EDITORIAL: The state of black America
Even putting the entire American health care industry under government control won't be enough to reduce racial gaps in unemployment and health care, says the National Urban League.
In its annual "State of Black America" report Wednesday, the 100-year-old organization said African-Americans still lag in homeownership rates and were almost twice as likely to be unemployed and lack health insurance.
Seeking to broaden its appeal, the report for the first time also addresses inequality for Hispanics, the nation's fastest-growing demographic group.
Among the report's recommendations:
-- Provide $150 billion for direct job creation by offering taxpayer grants to cities, states, universities and nonprofit groups. Eligibility would be based on local unemployment rates with a goal of creating 3 million jobs.
-- Crack down on "predatory lending," because blacks and other minorities were disproportionately hurt by the foreclosure crisis.
-- Spend $5 billion to $7 billion to hire up to 5 million teens as part of an expanded Youth Summer Jobs Program that would improve opportunities for urban youth, who have higher rates of unemployment.
-- Give jobless black people free government health insurance (here called "an alternative public option"), and establish a new federal agency that would guarantee a job for every person seeking work on "public works projects," handing the workers the same health benefits already available to federal employees.
Americans need more jobs. But leaving aside the inherent racism of a proposal that money collected by raising taxes (and thus destroying jobs) elsewhere be targeted to create short-term jobs only in "urban" communities, this emphasis on direct government spending would create only dead-end, make-work "opportunities," anyway.
Where is the emphasis on reducing the taxes and regulation -- which tend to be most onerous in urban ares -- that stifle black and Hispanic entrepreneurship and real, long-term, free-market job creation?
Where is the emphasis on the need for such urban communities to police themselves, reducing the crime rates that hike the costs of both security and insurance, driving many potential employers out of our inner cities?

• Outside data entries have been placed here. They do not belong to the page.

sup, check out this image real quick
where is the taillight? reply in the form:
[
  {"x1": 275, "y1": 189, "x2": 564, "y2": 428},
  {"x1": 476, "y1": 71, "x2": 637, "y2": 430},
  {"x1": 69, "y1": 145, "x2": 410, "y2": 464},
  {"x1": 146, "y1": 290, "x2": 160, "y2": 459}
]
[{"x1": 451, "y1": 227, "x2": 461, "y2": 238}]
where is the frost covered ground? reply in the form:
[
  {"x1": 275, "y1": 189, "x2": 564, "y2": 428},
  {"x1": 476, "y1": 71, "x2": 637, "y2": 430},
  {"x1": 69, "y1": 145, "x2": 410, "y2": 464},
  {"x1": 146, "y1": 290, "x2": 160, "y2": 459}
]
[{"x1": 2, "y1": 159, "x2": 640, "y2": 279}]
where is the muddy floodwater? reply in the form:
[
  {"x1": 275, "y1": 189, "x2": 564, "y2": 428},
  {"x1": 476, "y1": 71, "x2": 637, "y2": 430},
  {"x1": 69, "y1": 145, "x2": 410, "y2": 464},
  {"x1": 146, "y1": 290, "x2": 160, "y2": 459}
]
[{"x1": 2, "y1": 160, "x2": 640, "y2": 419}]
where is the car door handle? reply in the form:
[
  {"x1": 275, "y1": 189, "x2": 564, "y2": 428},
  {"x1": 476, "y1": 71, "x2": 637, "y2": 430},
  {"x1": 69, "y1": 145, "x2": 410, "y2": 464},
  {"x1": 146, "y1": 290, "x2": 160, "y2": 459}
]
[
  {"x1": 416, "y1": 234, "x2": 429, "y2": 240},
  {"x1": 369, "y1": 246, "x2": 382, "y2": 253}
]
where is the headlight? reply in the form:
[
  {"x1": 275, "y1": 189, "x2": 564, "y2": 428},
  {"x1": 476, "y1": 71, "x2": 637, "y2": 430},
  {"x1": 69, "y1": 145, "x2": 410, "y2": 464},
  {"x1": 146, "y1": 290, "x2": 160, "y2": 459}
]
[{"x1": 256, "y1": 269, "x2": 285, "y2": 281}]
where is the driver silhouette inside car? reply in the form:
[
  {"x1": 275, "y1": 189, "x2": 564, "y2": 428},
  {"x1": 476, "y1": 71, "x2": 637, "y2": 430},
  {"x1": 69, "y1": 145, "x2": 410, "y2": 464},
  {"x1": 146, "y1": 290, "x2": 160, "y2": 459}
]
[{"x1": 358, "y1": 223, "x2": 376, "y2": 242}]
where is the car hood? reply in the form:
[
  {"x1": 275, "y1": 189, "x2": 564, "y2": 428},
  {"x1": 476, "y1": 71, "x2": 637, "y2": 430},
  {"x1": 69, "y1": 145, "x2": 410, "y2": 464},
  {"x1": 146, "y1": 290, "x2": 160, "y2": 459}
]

It's been two generations since Sen. Daniel Patrick Moynihan -- a New York liberal and no racist -- exposed and lamented the multigenerational trap of dependence on government handouts that has crippled so many of our urban, minority communities. And all the Urban League can think to do, at this late date, is ask for more welfare for make-work jobs that -- because they produce no product anyone would want to buy -- will disappear as soon as the subsidies run out?
If anything, the Urban League may understate the problem. If we count the number of minority adults who are denied the dignity of a job, true unemployment rates are probably far higher than acknowledged.
But the real solution is to get rid of impediments such as the minimum wage and to encourage entrepreneurs to create real jobs by producing goods and services that customers will voluntarily pay for.
Yet one may search the "State of Black America" report in vain for a kind word about "capitalism," "profit," "deregulation" or "black and Hispanic entrepreneurs."